According to Yelp, as of Aug 31, 163,735 businesses closed down due to the pandemic. Additionally, 60 percent of those closures are permanent.

“People want their schools open. They don’t want to be shut down. They don’t want their state shut down,” Trump argued. To which Biden responded that people would rather be safe.

Trump then went on to highlight his pro-business tax cuts. Biden referenced the substantial job growth during his time as vice president.

The two candidates then argued on the subject of their children, with Trump calling out Hunter Biden over his consulting business in Ukraine. Wallace eventually jumped in to change the subject to how each candidate would handle race relations.

“This man has done virtually nothing. You have to look at what he did. And what it did was disastrous for the African American community,” Biden said in reference to Trump.

“He did a crime bill, 1994, where he calls them super predators.  And I’m letting people out of jail now.  You’ve treated the black community about as bad as anybody in this country,” Trump responded. The Violent Crime Control and Law Enforcement Act, now known as the 1994 crime law, imposed stricter prison sentences at the federal level, funded 100,000 more police officers, and encouraged officers to carry out more drug arrests.  

Wallace asked the two nominees about their plans to tackle climate change. Trump responded, saying that he wants to have clean air and claimed there was a billion tree project in the works. He also stated that he believes humans contribute to climate change to an extent.  Biden endorsed his plan to bring the US net carbon to zero by 2035. He then claimed that he will accomplish this by switching to renewable energy and rejoining the Paris Climate Accords. Trump then falsely accused Biden of supporting the Green New Deal, which Biden shut down, claiming that the Green New Deal is not his plan.

The final segment of the debate surrounded election integrity in regards to mail-in ballots.

“This is all about trying to dissuade people from voting because he’s trying to scare people into thinking that it’s not gonna be legitimate,” Biden said of Trump’s attacks on mail-in voting.

“As far as the ballots are concerned, it’s a disaster.  This is going to be a fraud like you’ve never seen. It’s a rigged election,” Trump said.

Throughout the evening, the two candidates interrupted each other with Wallace intervening several times. A poll conducted by CBS states that 69% of viewers found the debate annoying.

“Both candidates were completely incoherent and unpresidential.  Biden ignored police reform by saying some altruistic nonsense and was unable to make a coherent statement or commitment.  Trump was no better.  He was a nightmare to listen to.  I wouldn’t say anyone “lost” this debate besides Americans in need of real progressive policy,” junior Tom Inouye said.

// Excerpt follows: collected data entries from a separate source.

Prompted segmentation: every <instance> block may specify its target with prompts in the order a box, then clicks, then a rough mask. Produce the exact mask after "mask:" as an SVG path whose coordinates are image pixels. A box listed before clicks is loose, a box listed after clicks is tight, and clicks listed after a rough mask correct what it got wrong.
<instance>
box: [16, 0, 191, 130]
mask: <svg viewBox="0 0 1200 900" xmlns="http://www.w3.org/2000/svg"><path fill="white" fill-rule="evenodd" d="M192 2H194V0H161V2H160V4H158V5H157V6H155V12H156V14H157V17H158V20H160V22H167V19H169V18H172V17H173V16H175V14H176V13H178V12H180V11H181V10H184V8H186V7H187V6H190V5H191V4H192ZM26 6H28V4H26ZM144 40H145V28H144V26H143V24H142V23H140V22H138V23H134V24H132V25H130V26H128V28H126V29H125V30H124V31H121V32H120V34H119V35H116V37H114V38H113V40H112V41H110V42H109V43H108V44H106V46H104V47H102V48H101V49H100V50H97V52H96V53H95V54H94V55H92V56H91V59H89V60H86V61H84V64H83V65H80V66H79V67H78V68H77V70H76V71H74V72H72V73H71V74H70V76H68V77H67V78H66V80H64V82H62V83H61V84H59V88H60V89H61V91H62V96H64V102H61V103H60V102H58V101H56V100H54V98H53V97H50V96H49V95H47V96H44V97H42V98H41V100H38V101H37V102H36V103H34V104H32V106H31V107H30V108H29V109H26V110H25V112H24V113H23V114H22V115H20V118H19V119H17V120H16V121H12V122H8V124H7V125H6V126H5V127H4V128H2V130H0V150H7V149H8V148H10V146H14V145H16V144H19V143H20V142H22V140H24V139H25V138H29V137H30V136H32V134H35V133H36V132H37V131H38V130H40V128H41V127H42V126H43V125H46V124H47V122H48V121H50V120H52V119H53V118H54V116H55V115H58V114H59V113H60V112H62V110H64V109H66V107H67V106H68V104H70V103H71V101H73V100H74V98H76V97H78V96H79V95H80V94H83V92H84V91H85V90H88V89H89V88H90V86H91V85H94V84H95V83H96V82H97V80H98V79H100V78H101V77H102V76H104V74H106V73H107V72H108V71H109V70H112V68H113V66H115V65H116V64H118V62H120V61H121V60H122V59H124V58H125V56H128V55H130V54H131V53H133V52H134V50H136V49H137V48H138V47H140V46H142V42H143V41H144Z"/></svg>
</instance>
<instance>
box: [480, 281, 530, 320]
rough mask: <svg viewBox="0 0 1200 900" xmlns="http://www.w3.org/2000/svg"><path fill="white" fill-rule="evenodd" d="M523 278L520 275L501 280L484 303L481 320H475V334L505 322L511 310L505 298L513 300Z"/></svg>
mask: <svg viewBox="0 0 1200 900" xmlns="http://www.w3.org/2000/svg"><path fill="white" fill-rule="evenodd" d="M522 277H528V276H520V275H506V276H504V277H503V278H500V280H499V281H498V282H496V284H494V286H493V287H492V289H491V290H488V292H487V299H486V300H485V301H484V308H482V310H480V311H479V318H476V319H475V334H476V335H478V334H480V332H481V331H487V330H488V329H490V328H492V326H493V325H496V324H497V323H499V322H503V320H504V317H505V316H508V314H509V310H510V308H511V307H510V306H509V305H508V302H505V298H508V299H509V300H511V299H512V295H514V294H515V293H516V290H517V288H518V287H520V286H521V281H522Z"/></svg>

A poll conducted by CNN found that 60% of viewers believed that Biden won while 28% thought that Trump won. Another poll done on the CSPAN Twitter account found that 69% thought Trump won while 18.7% believed Biden won.

“I like him [Trump] for his policies, not his ego. Trump undeniably did a terrible job. If you were to just have their points written out and compare them side by side, Trump would have won, no question. His downfall was his constant interruptions and inability to restrain himself,” junior George Destino said.